Bollate (Milano), 6 luglio 2019 - Il concetto di recupero con un doppio significato, ambientale e sociale. Nel primo caso perché vengono recuperate ogni anno fino a 3.000 tonnellate di rifiuti elettronici, nel secondo caso perché si recuperano persone, cioè si dà un’opportunità lavorativa ai detenuti. È questo l’impianto di trattamento dei rifiuti elettrici ed elettronici realizzato all’interno del carcere di Bollate, con un finanziamento di 2 milioni di euro di Regione Lombardia, e gestito dalla società LaboRaee del Gruppo A2a. In funzione dall’aprile 2018, oggi impiega cinque detenuti ma a pieno regime i lavoratori-detenuti saranno 10-15. La struttura occupa una superficie di circa 3.000 metri quadrati, è dotata di un impianto fotovoltaico per l’autoproduzione di energia green. Dopo un anno di sperimentazione ieri mattina è stato presentato ufficialmente: "Si tratta di un progetto virtuoso che unisce l’attenzione all’ambiente e al terzo settore, dimostrando come una proficua collaborazione tra pubblico e privato possa approdare all’inclusione sociale in un’ottica di vera sostenibilità", dichiara Cosima Buccoliero, direttore aggiunto della casa di reclusione.
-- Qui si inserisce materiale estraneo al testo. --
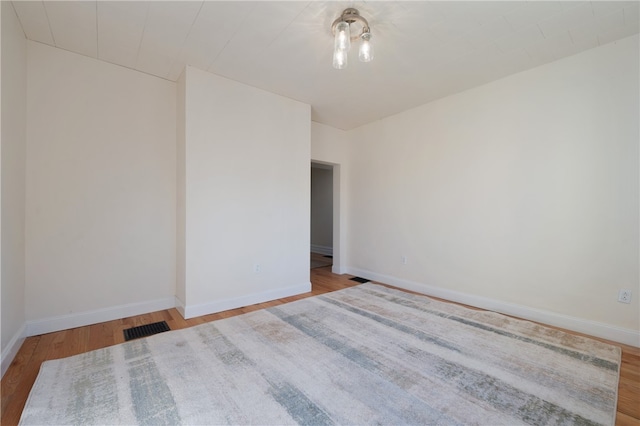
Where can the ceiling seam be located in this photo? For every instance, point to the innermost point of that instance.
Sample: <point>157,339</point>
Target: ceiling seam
<point>48,22</point>
<point>288,25</point>
<point>144,28</point>
<point>15,12</point>
<point>231,38</point>
<point>184,42</point>
<point>97,32</point>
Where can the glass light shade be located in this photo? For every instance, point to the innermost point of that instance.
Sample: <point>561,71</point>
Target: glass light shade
<point>365,54</point>
<point>343,37</point>
<point>339,59</point>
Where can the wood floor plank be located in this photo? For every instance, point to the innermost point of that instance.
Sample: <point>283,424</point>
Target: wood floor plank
<point>21,374</point>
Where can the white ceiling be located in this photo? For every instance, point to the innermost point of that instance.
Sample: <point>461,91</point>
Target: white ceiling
<point>424,50</point>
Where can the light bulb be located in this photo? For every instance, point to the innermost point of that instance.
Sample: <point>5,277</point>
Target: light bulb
<point>339,59</point>
<point>343,37</point>
<point>365,54</point>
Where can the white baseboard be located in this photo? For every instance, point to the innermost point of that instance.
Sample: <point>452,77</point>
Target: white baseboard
<point>9,353</point>
<point>190,311</point>
<point>180,306</point>
<point>80,319</point>
<point>327,251</point>
<point>592,328</point>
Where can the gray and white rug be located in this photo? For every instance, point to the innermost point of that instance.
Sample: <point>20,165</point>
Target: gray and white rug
<point>363,355</point>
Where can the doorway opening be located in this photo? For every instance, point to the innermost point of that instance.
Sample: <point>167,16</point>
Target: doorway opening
<point>325,216</point>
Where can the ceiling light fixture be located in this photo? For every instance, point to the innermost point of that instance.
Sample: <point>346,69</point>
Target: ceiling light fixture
<point>341,29</point>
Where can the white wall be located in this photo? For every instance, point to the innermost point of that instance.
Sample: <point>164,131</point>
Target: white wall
<point>246,195</point>
<point>322,209</point>
<point>331,146</point>
<point>523,192</point>
<point>13,134</point>
<point>101,190</point>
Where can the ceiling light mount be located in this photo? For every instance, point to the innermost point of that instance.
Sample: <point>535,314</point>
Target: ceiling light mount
<point>344,35</point>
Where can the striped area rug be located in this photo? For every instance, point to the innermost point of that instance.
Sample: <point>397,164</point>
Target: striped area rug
<point>363,355</point>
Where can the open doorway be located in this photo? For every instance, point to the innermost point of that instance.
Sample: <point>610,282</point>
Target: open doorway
<point>322,212</point>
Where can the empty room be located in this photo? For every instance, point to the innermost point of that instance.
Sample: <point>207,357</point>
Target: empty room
<point>320,212</point>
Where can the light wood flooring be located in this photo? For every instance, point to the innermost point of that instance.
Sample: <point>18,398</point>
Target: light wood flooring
<point>22,372</point>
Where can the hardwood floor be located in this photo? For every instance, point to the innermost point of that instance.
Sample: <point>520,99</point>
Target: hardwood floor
<point>22,372</point>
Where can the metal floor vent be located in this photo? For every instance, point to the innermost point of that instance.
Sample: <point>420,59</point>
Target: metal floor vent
<point>145,330</point>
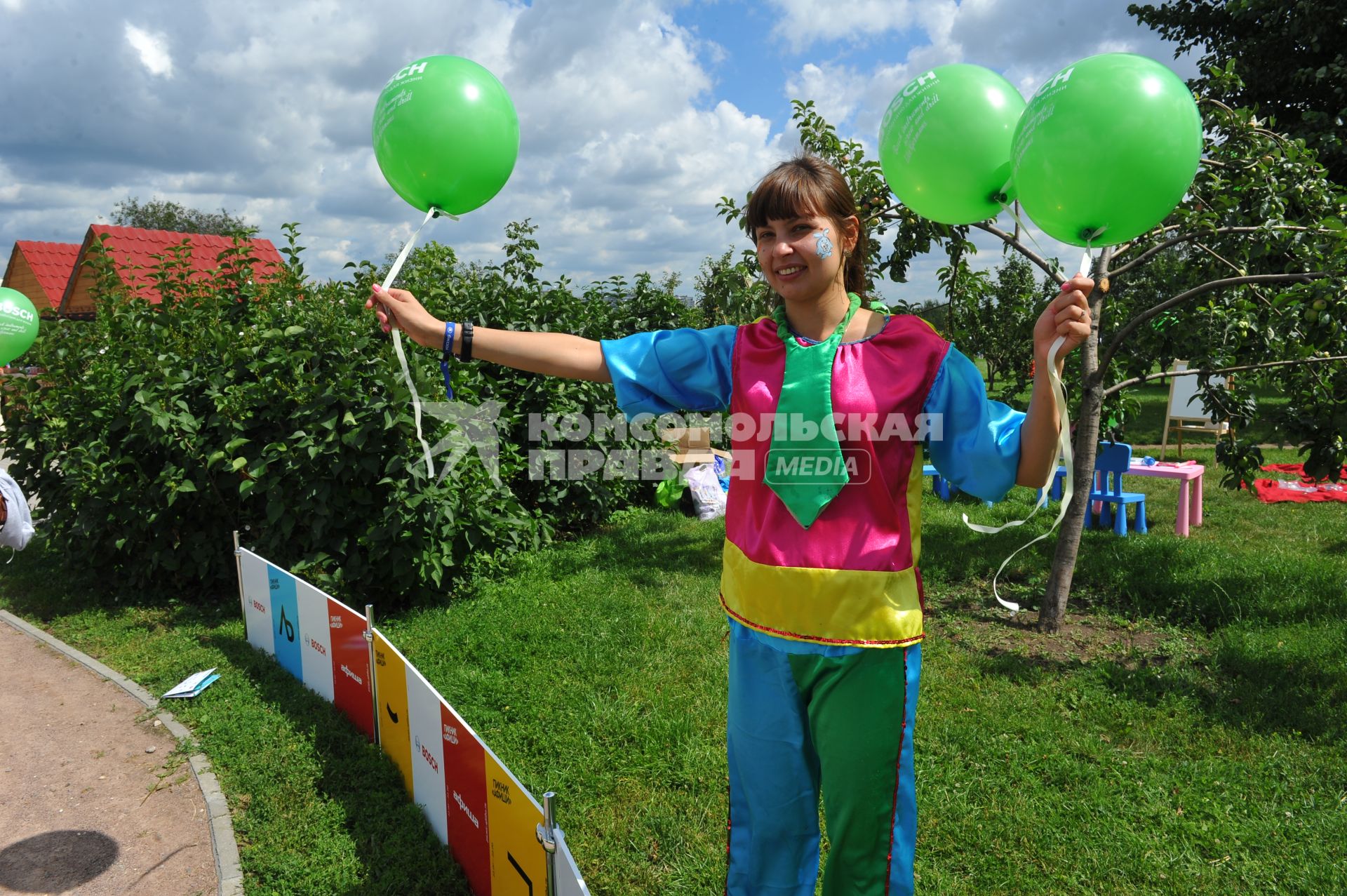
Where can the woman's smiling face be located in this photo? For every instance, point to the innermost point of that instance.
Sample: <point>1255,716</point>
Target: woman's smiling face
<point>800,256</point>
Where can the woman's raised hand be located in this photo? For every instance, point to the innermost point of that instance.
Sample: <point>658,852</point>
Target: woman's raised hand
<point>401,309</point>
Anche Pietro Buffa, nuovo direttore del Provveditorato per la Regione Lombardia dell’amministrazione penitenziaria, ha sottolineato la bontà del progetto, mentre l’assessore a Mobilità e Ambiente del Comune di Milano, Marco Granelli, ha evidenziato l’impegno del carcere nella raccolta differenziata.
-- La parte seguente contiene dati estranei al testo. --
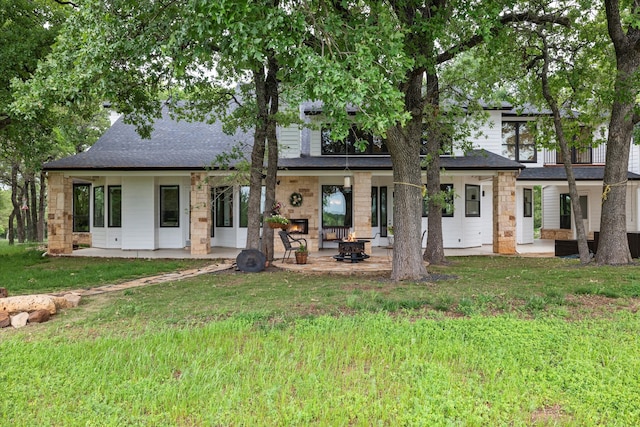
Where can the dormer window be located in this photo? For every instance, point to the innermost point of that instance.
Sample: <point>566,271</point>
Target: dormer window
<point>518,143</point>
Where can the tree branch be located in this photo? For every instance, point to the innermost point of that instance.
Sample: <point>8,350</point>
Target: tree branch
<point>510,18</point>
<point>614,23</point>
<point>63,2</point>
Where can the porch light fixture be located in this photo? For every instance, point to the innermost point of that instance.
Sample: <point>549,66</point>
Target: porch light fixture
<point>347,173</point>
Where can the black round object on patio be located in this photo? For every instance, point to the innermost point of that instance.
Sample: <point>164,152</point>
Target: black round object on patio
<point>251,260</point>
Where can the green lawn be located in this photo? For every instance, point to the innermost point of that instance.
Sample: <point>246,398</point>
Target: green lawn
<point>24,269</point>
<point>493,341</point>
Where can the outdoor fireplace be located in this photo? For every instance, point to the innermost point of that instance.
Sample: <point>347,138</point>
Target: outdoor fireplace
<point>298,226</point>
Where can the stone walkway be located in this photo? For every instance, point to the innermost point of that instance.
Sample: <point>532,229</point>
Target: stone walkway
<point>152,280</point>
<point>374,265</point>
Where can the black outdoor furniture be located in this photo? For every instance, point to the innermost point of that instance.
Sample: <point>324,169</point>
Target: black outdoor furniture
<point>290,243</point>
<point>351,251</point>
<point>251,261</point>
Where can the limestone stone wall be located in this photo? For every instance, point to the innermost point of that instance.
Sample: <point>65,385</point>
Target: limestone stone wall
<point>60,216</point>
<point>200,214</point>
<point>504,213</point>
<point>307,186</point>
<point>362,204</point>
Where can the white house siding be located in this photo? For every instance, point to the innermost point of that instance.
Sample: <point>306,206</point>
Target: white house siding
<point>173,237</point>
<point>486,212</point>
<point>113,236</point>
<point>289,141</point>
<point>550,207</point>
<point>138,213</point>
<point>524,225</point>
<point>316,146</point>
<point>98,234</point>
<point>460,231</point>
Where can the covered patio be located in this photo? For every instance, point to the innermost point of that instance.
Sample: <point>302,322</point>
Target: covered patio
<point>319,261</point>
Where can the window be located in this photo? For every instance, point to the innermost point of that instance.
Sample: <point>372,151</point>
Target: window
<point>446,196</point>
<point>336,206</point>
<point>375,144</point>
<point>98,206</point>
<point>472,200</point>
<point>528,202</point>
<point>374,206</point>
<point>565,211</point>
<point>383,212</point>
<point>115,205</point>
<point>517,142</point>
<point>223,206</point>
<point>169,206</point>
<point>81,196</point>
<point>244,205</point>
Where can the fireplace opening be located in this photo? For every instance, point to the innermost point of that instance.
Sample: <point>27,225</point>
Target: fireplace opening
<point>298,226</point>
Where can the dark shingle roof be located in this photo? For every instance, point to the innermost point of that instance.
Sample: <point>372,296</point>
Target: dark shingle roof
<point>181,145</point>
<point>557,173</point>
<point>173,145</point>
<point>474,160</point>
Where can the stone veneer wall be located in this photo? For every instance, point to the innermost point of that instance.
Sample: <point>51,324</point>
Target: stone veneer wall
<point>60,217</point>
<point>200,214</point>
<point>82,239</point>
<point>362,204</point>
<point>308,187</point>
<point>504,213</point>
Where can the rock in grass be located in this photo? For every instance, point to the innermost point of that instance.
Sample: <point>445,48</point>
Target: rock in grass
<point>39,316</point>
<point>5,320</point>
<point>69,300</point>
<point>20,320</point>
<point>27,303</point>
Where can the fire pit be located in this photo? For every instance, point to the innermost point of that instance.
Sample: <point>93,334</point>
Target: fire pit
<point>351,250</point>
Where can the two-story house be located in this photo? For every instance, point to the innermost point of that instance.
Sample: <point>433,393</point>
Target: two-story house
<point>168,192</point>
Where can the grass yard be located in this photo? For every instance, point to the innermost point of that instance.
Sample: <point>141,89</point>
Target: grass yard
<point>24,270</point>
<point>493,341</point>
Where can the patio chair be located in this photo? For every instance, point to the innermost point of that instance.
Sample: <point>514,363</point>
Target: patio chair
<point>290,243</point>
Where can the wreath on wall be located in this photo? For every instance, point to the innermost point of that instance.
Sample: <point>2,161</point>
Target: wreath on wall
<point>295,199</point>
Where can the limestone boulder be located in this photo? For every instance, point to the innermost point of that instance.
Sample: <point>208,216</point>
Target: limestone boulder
<point>5,320</point>
<point>39,316</point>
<point>69,300</point>
<point>20,320</point>
<point>27,303</point>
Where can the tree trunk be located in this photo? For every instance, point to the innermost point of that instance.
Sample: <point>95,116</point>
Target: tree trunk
<point>434,252</point>
<point>404,146</point>
<point>581,235</point>
<point>41,206</point>
<point>33,209</point>
<point>11,230</point>
<point>257,160</point>
<point>272,151</point>
<point>15,202</point>
<point>613,247</point>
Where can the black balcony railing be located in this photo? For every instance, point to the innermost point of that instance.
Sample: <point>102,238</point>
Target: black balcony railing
<point>589,156</point>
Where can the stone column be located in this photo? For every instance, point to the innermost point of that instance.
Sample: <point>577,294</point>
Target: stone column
<point>60,215</point>
<point>362,204</point>
<point>200,214</point>
<point>504,213</point>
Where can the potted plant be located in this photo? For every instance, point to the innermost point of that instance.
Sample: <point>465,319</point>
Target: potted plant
<point>277,221</point>
<point>302,253</point>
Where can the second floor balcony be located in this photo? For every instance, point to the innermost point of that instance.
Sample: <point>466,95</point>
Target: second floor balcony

Il trattamento dei rifiuti viene effettuato su due linee di smontaggio, la prima dedicata a tv, monitor e grandi elettrodomestici come lavatrici e lavastoviglie, l’altra per i piccoli prodotti come telefoni cellulari, personal computer e periferiche, apparecchiature audio e video, utensili e giocattoli elettrici. I detenuti smontano i rifiuti e vengono recuperati metalli ferrosi e non ferrosi (rame, ottone, bronzo, stagno), componenti informatiche come schede elettroniche, hard disk, processori e alimentatori. "Questo impianto rappresenta un esempio di inclusione e un’opportunità di sviluppo professionale per le persone coinvolte nel progetto: per questa ragione la componente umana del lavoro vuole essere valorizzata rispetto all’automazione del processo", ha dichiarato Valerio Camerano, amministratore delegato del Gruppo A2a. "Il recupero della materia, ma ancor di più il recupero delle persone. A partire dall’ottica dell’economia circolare si realizza un progetto che ha come fondamento la valorizzazione dell’uomo, che non è più guardato come scarto, ma come un soggetto che mette in gioco la sua umanità - commenta Raffaele Cattaneo, assessore regionale all’Ambiente -. Auspico che questa idea possa ampliarsi ad altri territori e istituti della Regione, al fine di valorizzare le buone pratiche che qui si stanno sperimentando in tema di recupero e riuso delle materie". Altri partner del progetto sono Eni e Ecodom.